There is so much information out there on the earnings comparisons between college grads and non-college grads. Nowadays, it's actually a little scary but it might be true, we are observing the rising bar of expectation: today's Masters are tomorrow's Bachelors. That is to say, for some career options, a four-year degree may not be enough. Are we going to push our son to go for a master's?
The bottom line is that our son has to cooperate with reality - and we are so blessed to have a child who understands that paying for college will not be a free-for-all. He will likely need a part-time job and summer work, and if he follows our advice, he will spend the first two years at home, going to a community college, to complete his basic graduation requirements. A loan may be in his future, too, but my own example of the "lifetime investment plan"is not a recommendation and the more he can avoid a loan, the better for him. How far he goes beyond a bachelor's degree will be up to him and HIS wallet. We are not alone in this position and we are quite comfortable with it: because it is our reality and there is no way around it.
We cannot pull out our hair or take out second mortgages for our children's futures. We both certainly wish that we had saved more, done more for our children's future than we did, but I, for one, do not, will not, allow that wistful little past "wish" to become useless guilt. It is what it is.
His educational trajectory will rely on this triage: money saved, money being earned, and goals he has set for himself.

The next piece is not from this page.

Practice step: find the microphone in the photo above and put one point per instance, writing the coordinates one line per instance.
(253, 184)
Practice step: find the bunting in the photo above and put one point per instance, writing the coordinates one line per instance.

We can coach him and advise him but we can't really tell him what to do... because it will ultimately be his own money and savings he will spend.
In a way, I am NOT envious of those richer families who are able to pay for their children's college tuition... and perhaps because of this money-influence, find themselves in a struggle of wills to impose their ideas of what is important or valuable for their child to study.
Our son may come from a slightly less affluent family than others, but he is a little more free to discover his own opportunities regarding his educational goals, and he may be a little richer because of it.